Review | Maus by Art Spiegelman

Maus is one of those books that you hear about and feel like you probably should read at some point. I guess that makes it a true classic. But what sets it apart from most classics is probably the format – if Jane Eyre had originally been a comic, would we think of it differently?

Winning countless awards since it’s first volume was released in the early 80s, including a Pulitzer, Maus is a comic unlike any other and one that actually goes beyond the Holocaust story-brush it has been painted with over the years.

After finding the complete volumes on my uncle’s shelf when I was staying with him, I decided now was the time to read this extraordinary book.


As his success as a comic book writer and artists began t grow, Art Spiegelman decided to tackle the dark subject of his father’s time in Auschwitz. Sent to the camp along with his wife (Spiegelman’s mother) during the middle of the Second World War, Vladek shares his experiences at the hands of Polish officers and the invading Nazis. Rich and Jewish, Vladek had to use incredible resourcefulness and build careful relationships to survive.

Through hearing Vladek’s story, Spiegelman pieces together why his father is the man he is, and how it all connected to the suicide of his mother. Threaded throughout the accounts of the Holocaust is the fragile relationship Spiegelman had with his father – two men desperate to reconcile their differences but unable to do so. The past is too much for them both.


I know about the Holocaust. I had the history lessons and I’ve watched programs and films covering what happened. I am aware of what the Nazis did to the Jewish people, and others they deemed ‘impure’ and ‘inhuman’. I know that it is awful, tragic, horrific and should never, ever be repeated.

After reading this, I felt that knowledge hit me like a punch to the gut.

I’m not going to try and explain in any great detail how Maus affected me, because I don’t think I can. The true realisation of what happened – of what was done – to these people by other human beings finally stuck inside my heart. I mean, how? How did this actually happen? How could people stand in rooms and make decisions that lead to such atrocity? The minds, the souls, of those responsible are incomprehensible to me. That is what struck me most when reading this.

It is also the balance between what happened to Vladek and the relationship between father and son that makes Maus so extraordinary.
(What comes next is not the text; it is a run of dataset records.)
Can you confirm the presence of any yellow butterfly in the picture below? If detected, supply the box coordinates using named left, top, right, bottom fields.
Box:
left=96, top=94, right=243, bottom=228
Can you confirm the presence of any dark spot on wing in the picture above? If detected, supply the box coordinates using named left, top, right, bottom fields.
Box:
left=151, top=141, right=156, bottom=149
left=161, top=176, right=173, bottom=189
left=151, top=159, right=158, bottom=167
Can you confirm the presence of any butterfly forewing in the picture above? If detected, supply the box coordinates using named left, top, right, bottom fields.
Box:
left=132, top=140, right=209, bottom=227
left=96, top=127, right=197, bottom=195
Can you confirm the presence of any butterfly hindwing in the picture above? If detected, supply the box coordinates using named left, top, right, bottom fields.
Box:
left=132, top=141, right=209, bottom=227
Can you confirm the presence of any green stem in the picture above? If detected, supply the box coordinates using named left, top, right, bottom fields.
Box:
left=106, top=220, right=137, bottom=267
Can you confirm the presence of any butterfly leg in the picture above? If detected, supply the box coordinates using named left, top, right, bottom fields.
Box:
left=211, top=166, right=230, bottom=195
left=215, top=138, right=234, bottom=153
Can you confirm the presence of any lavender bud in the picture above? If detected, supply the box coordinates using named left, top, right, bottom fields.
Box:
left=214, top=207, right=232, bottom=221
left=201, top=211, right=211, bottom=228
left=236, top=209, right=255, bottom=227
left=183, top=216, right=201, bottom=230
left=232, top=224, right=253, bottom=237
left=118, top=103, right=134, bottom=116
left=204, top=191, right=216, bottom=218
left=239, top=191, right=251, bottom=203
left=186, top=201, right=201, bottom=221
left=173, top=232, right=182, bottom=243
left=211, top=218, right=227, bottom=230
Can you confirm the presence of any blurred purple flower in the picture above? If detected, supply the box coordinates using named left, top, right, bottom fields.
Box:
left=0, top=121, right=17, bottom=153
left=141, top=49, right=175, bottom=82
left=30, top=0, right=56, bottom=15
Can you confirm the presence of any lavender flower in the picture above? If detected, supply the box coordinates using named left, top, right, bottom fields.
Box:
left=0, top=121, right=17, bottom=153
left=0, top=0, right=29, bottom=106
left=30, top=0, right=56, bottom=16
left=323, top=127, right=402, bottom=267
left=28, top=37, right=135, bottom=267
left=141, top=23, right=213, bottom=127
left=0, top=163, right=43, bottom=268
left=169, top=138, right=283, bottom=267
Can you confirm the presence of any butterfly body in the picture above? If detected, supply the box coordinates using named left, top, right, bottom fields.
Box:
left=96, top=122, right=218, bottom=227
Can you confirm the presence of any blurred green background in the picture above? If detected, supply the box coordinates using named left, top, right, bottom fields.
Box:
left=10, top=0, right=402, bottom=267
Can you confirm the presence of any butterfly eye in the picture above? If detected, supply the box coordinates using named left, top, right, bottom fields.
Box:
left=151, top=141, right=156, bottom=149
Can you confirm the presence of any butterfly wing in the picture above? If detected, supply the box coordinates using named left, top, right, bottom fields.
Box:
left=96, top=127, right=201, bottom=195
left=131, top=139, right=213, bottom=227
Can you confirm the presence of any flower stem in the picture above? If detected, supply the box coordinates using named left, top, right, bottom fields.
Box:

It is so honest, and so personal, that you can’t help but feel your are intruding. The blame Spiegelman places on his father for his mother’s suicide (and, therefore, his own subsequent breakdown) is heartbreaking in its honesty, and the detail of these interactions is played out not only in seemingly benign conversations, but in the drawings as well. You see as well as hear as well as read the story of an old man and the son trying to connect to him, to piece together his father’s life, his mother’s life and his own.

Instagram: @openlitbooks

The artwork is simple, dark and almost claustrophobic, adding to the atmosphere of the book. The cramped panels in black ink draw you in to the intricacies of the art and the story. Everything is crafted with a stark kind of consideration which all adds to the powerfulness of the story. What was very interesting, was that I didn’t feel the separation of the animals in place of humans. Rather than giving distance to the horrors of what happened, it seems to amplify it; the idea that the Jews were vermin actually highlights the humanity of the story.

And I did learn things about what happened in Auschwitz too. Though so much happened throughout that time that couldn’t possibly be covered in this book, there are small details about time before the camps as well as during Vladek’s time there, that I hadn’t come across before.

I learnt so much. Both terrifying and necessary. This is, cliche as it sounds, one of those books everyone should read.


I’ll finish this review off with a shout-out to my lovely friend Ollie, who has recommended also picking up MetaMaus, the companion to Maus that explains the author’s writing of it. I will definitely be reading that as well – Thanks Ollie!